La cooperativa, che opera per i soci, ha per missione la realizzazione di un preciso scopo 
mutualistico condiviso: fornire servizi ai soci  a condizioni  favorevoli e accrescere gli strumenti e le potenzialità di sviluppo professionale, per favorire il rapporto professionale e la qualità di esso con gli assistiti.
La Cooperativa di servizi nasce quindi per fornire ai soci gli strumenti, il personale e l’organizzazione necessari alla attività, con modelli di gestione orientati alla informazione, formazione e al  coinvolgimento dei soci stessi.
Il comune denominatore sarà la correttezza formale e sostanziale nel rapporto di lavoro, un codice comportamentale univoco e un coordinamento delle varie attività dei singoli medici, da cui trarranno sicuramente benefici, seppur in maniera trasversale, anche gli utenti-pazienti del territorio.

Le nuove forme funzionali e strutturali, difatti, che a breve saranno indicate dal Sistema Sanitario Nazionale, al vaglio di accordi regionali ed aziendali, condurranno a forme associative complesse che si sviluppano e realizzano nuove attività e che non sono gestibili con forme societarie deboli ( come ad es. solo con studi associati).

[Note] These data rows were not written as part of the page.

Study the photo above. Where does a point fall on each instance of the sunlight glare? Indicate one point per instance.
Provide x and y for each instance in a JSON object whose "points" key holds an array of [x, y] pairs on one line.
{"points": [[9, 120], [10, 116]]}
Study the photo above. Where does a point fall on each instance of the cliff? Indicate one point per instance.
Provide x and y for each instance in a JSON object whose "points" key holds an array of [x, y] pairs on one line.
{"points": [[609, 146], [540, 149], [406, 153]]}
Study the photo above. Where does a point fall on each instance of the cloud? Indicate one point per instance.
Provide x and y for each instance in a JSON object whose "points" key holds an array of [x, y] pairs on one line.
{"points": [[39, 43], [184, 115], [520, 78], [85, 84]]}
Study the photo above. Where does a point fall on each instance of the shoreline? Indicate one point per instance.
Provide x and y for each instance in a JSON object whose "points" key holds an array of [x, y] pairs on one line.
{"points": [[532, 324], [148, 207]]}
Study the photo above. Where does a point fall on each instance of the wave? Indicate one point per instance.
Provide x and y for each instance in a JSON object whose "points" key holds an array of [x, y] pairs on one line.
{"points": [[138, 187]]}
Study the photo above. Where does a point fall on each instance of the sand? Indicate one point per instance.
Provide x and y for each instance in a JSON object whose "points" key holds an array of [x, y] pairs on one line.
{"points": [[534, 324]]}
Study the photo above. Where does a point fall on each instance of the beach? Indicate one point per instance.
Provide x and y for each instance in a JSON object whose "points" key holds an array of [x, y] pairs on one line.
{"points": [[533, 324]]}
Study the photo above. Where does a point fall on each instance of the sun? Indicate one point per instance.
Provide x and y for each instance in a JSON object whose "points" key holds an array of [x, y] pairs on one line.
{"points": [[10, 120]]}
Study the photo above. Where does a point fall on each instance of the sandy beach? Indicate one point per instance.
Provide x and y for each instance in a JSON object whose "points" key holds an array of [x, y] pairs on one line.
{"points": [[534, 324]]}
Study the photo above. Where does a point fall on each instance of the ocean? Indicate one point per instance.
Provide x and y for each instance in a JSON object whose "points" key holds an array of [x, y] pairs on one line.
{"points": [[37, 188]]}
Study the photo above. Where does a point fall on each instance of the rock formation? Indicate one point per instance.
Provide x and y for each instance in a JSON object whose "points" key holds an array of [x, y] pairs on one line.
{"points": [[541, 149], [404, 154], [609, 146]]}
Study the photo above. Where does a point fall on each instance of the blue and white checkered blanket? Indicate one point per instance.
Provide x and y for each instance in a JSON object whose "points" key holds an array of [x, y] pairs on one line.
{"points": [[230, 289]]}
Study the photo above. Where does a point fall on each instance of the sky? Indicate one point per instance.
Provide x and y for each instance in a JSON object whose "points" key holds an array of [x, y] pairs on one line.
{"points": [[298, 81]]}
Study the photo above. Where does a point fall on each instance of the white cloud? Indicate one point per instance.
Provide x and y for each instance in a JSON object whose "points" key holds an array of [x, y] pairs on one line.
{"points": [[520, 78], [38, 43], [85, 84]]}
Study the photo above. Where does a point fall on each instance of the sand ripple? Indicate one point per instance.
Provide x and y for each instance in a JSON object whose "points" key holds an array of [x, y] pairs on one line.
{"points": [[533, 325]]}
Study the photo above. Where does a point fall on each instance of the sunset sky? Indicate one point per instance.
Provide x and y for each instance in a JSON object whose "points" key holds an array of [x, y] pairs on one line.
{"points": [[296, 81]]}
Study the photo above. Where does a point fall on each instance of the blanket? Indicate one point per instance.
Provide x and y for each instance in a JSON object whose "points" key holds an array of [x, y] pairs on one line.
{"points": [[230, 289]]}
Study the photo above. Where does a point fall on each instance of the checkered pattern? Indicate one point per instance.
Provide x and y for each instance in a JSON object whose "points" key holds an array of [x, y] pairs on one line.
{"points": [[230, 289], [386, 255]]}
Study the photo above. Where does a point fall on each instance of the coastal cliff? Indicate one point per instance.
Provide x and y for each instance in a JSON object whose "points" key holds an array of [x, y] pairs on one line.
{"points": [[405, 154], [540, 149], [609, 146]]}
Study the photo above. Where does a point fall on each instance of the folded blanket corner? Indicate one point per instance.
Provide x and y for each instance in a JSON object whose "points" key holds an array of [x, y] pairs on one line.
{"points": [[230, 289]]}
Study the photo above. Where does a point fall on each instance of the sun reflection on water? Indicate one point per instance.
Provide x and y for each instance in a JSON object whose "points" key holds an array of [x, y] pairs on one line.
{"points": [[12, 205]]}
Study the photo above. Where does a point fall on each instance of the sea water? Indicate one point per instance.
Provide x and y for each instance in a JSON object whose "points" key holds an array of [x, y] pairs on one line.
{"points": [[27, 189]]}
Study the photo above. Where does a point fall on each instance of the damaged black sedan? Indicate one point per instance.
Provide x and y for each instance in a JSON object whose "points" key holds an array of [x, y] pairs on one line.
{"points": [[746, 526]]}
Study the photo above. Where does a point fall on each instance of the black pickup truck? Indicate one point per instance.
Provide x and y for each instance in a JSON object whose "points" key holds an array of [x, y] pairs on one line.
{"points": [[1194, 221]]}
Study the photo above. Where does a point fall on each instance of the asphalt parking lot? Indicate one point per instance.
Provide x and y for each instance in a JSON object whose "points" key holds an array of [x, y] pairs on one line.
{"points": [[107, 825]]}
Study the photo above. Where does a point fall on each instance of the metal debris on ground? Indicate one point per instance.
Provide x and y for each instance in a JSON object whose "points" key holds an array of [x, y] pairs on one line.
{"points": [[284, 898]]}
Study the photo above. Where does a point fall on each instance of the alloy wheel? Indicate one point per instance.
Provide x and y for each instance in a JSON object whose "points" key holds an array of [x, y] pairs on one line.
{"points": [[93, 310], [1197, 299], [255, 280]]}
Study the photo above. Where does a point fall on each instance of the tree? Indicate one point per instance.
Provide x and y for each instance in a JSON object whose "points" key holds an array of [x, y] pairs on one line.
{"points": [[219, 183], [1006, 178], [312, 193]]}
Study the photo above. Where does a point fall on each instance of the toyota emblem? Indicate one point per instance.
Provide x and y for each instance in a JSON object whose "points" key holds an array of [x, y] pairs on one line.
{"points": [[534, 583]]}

Per gestire le forme associative complesse è necessaria una forma societaria stabile, come appunto una Cooperativa di servizi, indispensabile in ogni caso a mantenere il coinvolgimento dei MMG e di ex guardia medica, che diverranno presto parte integrante in un “ruolo unico”.
EREA MediCoop ha una forma societaria solida, opererà sempre con scopi mutualistici e intende dotarsi di supporti tecnologici ed informatizzati in grado di collegare i professionisti che vi operano e di scambiare dati con i poli di riferimento per uno sviluppo della medicina d’iniziativa (prevenzione, educazione e informazione sanitaria).
Tra le attività in cui sarà impegnata la Cooperativa per l’implementazione di nuovi modelli di erogazione di prestazioni sanitarie e per la fornitura di servizi gestionali, tecnici ed amministrativi, a vantaggio del cittadino/utente e del medico socio della Cooperativa, si segnala il primo progetto in itinere: quello di uno screening per quanto riguarda i soggetti affetti da BPCO (bronco-pneumopatia cronica ostruttiva) per elaborare dei dati significativi, estesi ad un campione di popolazione adeguato, che servirà a porre le basi per un protocollo preventivo ed interventistico da proporre ai vertici della Struttura aziendale provinciale ennese.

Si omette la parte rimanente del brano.